ある日、山田健太は地元の友人たちと一緒に、何気ない会話の流れから「封印された場所」にまつわる怪談を持ち出すことになった。
彼の話によれば、その場所は村の外れに位置する古びた神社であり、「人が近づいてはいけない」とされていた。

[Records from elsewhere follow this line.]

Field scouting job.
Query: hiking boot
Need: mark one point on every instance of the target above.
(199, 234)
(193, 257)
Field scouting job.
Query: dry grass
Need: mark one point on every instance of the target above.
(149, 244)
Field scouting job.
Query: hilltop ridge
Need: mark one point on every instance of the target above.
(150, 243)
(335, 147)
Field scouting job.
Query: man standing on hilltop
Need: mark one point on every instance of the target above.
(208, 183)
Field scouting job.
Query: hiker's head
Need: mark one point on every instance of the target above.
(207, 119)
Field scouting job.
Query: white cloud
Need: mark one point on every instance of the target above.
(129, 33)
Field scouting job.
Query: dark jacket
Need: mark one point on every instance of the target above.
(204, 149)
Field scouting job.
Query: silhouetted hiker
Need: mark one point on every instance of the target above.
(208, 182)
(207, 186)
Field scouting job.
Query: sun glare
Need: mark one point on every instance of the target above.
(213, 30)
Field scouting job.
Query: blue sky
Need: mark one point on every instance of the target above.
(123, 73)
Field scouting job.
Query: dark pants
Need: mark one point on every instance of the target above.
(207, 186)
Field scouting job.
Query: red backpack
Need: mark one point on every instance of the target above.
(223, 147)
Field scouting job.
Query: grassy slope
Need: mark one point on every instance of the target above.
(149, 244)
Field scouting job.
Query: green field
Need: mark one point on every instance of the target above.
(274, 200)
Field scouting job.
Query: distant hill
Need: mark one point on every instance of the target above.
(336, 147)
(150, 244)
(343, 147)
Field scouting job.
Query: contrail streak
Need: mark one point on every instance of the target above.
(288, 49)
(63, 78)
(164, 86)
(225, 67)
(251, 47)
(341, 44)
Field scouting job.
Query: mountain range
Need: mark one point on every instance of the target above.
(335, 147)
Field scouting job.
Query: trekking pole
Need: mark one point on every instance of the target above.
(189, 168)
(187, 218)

神社には、かつて村を襲った大きな災厄を封じ込めたものがあるという噂があった。
「どうせただの伝説だろ?」と友人の一人が言った。
すると、別の友人が「それなら、行ってみようぜ」と提案した。
何かに挑戦することが好きな彼らは、その言葉に興奮し、数日後に神社へ向かうことに決めた。
神社に着いたのは、天が薄暗くなる夕方だった。
周囲は静まり返り、時折風が木々を揺らす音だけが響いていた。
健太たちは、懐中電灯の明かりを頼りに、神社の本殿へ足を運ぶ。
廃れた境内には、落ち葉や苔で覆われた石造りの鳥居が立っていた。
本殿の前に立つと、そこには見たこともないような古びた封印の扉があった。
表面はひび割れ、暗い色をしている。
友人たちは興味津々で、扉の周りを探り始めた。
中には何が封じ込められているのか、誰もわからない。
しかし、一つだけ知っていることがあった。
それは、「開けるな」という警告だった。
「開けてみようぜ」と言い出したのは、勇気を持った友人の一人だった。
しかし、他の友人たちはためらいを感じていた。
その瞬間、健太の中で何かが動く。
彼もまた、未知のものに惹かれる気持ちを抱いていた。
結局、友人たちの心を黙らせることはできず、扉を開けることになった。
健太は鍵穴を探り、ゆっくりと扉を押し開ける。
すると、赤い光が漏れ出し、背後の友人たちが驚きの声をあげた。
中には空間が広がり、目の前には何か暗いものがうごめいているのが見えた。
それは、かつてこの地に存在していた災厄の象徴であり、大地の怒りを具現化したものだった。
その瞬間、健太たちの心に恐怖が走った。
彼は「もう閉めよう」と言おうとしたが、その言葉は喉に詰まって出なかった。
次の瞬間、闇の何かが彼らの心に入り込み、恐怖に満ちたささやきが響く。
「お前たちが目覚めさせたのだ」と。
友人たちは次々と恐怖に引きずられ、助け合って逃げ出そうとした。
しかし、神社の周囲は異様な霧に包まれ、まるで逃げ場を奪われたかのようだった。
その後の記憶は曖昧だが、彼らは互いに手を引き合いながら必死に逃げ続けた。
健太は、何度も後ろを振り返っては恐ろしい影に怯えた。
その影は、まるで彼らの魂を求めるように迫ってきた。
ようやく、彼らは神社から離れることに成功したが、その後変わり果てた姿は影をまとったようになっていた。
日常生活に戻っても、彼らの心に重くのしかかるものがあった。
誰も言葉を交わさなかったが、胸の奥に広がる恐怖を抱え、それは日増しに増していくようだった。
数日後、健太は夢の中であの神社を見た。
赤い光と「お前たちが目覚めさせたのだ」という声。
目を覚ました彼は、汗びっしょりでこの夢の中で感じた恐怖を再び思い出していた。
ただの遊びのつもりで挑んだ神社。
しかし彼らは何かの「封印」を破ってしまったのだ。
その日から、健太は異常な冷気や重苦しい空気を感じるようになり、友人たちも次々と心のバランスを崩していった。
何かが彼らの中で「破られた」まま、日々の生活を蝕んでいた。